Leadership and voice: Two New Orleans schools illustrate the promise and perils of charter schools
By Eric Schulzke
Deseret News
December 4th, 2014
This story is part of the Deseret News National Edition, which focuses on the issues that resonate with American families.
Lauren LeDuff was a junior at Warren Easton High School in New Orleans when Hurricane Katrina flooded the city in August of 2005. Fleeing with her family, she finished the school year as a refugee in Houston, returning to Warren Easton for her senior year.
She returned to a transformed school.
The entire first floor of the 100-year-old massive three-story brick building had been gutted by water and mud. Half the building was still unusable when school began in the fall of 2006. Sawing and hammering echoed from downstairs and lunches were brown bag or delivered pizza.
But that was not all: The school’s name and mission had changed. Now it was Warren Easton Charter High School. It had a new principal, Alexina Medley, who was making sweeping changes. Uniforms, strict rules and an innovative program to get its students career- or college-ready followed.
The changes at Warren Easton so inspired LeDuff that she vowed to become a teacher and return to her alma mater.
“I told Ms. Medley before I left she’d need to fire somebody to make room for me,” said LeDuff, who now teaches English and communications at Warren Easton.
She was kidding, of course. No one was fired for her.
But in theory, it was possible. Like most charter schools, the new Warren Easton has no teacher unions and answers to no school district. Instead, it has its own charter with the state and its own school board that grants the principal sweeping authority to shape budgets, curriculum and mission, and to hire and fire staff.

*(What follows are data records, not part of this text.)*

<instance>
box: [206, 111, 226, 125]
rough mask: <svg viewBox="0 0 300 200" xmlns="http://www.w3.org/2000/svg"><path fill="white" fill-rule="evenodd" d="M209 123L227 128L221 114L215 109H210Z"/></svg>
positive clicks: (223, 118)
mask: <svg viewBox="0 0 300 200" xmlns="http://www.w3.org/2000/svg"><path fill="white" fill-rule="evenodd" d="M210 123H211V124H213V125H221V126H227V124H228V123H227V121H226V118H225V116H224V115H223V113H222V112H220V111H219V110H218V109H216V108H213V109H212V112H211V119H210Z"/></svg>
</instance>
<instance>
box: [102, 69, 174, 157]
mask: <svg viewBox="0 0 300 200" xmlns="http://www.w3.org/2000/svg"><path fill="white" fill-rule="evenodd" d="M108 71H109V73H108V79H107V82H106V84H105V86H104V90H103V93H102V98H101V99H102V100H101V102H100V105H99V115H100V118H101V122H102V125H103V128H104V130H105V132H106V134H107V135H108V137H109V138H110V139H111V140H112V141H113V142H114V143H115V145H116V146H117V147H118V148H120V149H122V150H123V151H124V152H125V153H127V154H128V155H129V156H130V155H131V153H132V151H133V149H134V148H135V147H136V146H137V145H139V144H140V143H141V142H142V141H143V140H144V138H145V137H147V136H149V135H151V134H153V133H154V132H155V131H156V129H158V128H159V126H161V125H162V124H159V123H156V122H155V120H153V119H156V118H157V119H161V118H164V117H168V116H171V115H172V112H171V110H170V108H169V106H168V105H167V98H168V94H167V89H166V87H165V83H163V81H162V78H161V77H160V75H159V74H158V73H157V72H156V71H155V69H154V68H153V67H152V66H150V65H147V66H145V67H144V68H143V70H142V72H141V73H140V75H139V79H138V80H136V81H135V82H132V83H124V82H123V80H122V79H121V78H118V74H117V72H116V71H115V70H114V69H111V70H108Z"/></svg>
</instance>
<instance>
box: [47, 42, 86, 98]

It seems to be working at Warren Easton. With a charismatic and collaborative leader, morale of staff and teachers appears to be high, and the high-poverty student body is performing well on graduation and standardized test measures.
Not every charter school manages its autonomy so well, however. Critics point to less successful examples, including Ben Franklin Charter High School across town in New Orleans. There, they say, staff decisions were arbitrary, pay scales murky and morale poor and teacher turnover is high. Alleged mismanagement at Ben Franklin recently led its teachers to unionize.
These two schools represent each side of a double-edged sword: The charter school reality that the freedom to innovate also contains the power to mismanage or destroy. What makes charters exciting is dynamic possibility for leadership to change staff, refocus and create a new mission, but that dynamism comes with risk.
Charter schools are now a permanent and growing part of the American educational map. From school years 1999 to 2011, the percentage of public schools that were charters rose from 1.7 to 5.8 percent.
In urban schools serving underprivileged students, charters are disproportionately common. All of New Orleans’ public schools are now charters, while over half of Detroit students and roughly 45 percent of those in Washington, D.C., attend charters. These cities are leaders but not outliers: Many major urban areas are now upward of 20 percent charter.
As the charter trend expands, there is friction over how the schools are governed. Ben Franklin remains a rarity in its recent unionization. In 2012 just 7 percent of charter schools were unionized, down from 12 percent in 2009, according to the Center for Education Reform.
Critics argue that without strong teacher input, reflected in unions or some other institutional security, teachers and the schools will be at the mercy of bad leaders. Others argue that reverting to the fetters of traditional schools would squelch innovation, that real change requires strong leaders who take risks and that teacher voice can be respected without sacrificing bold leadership.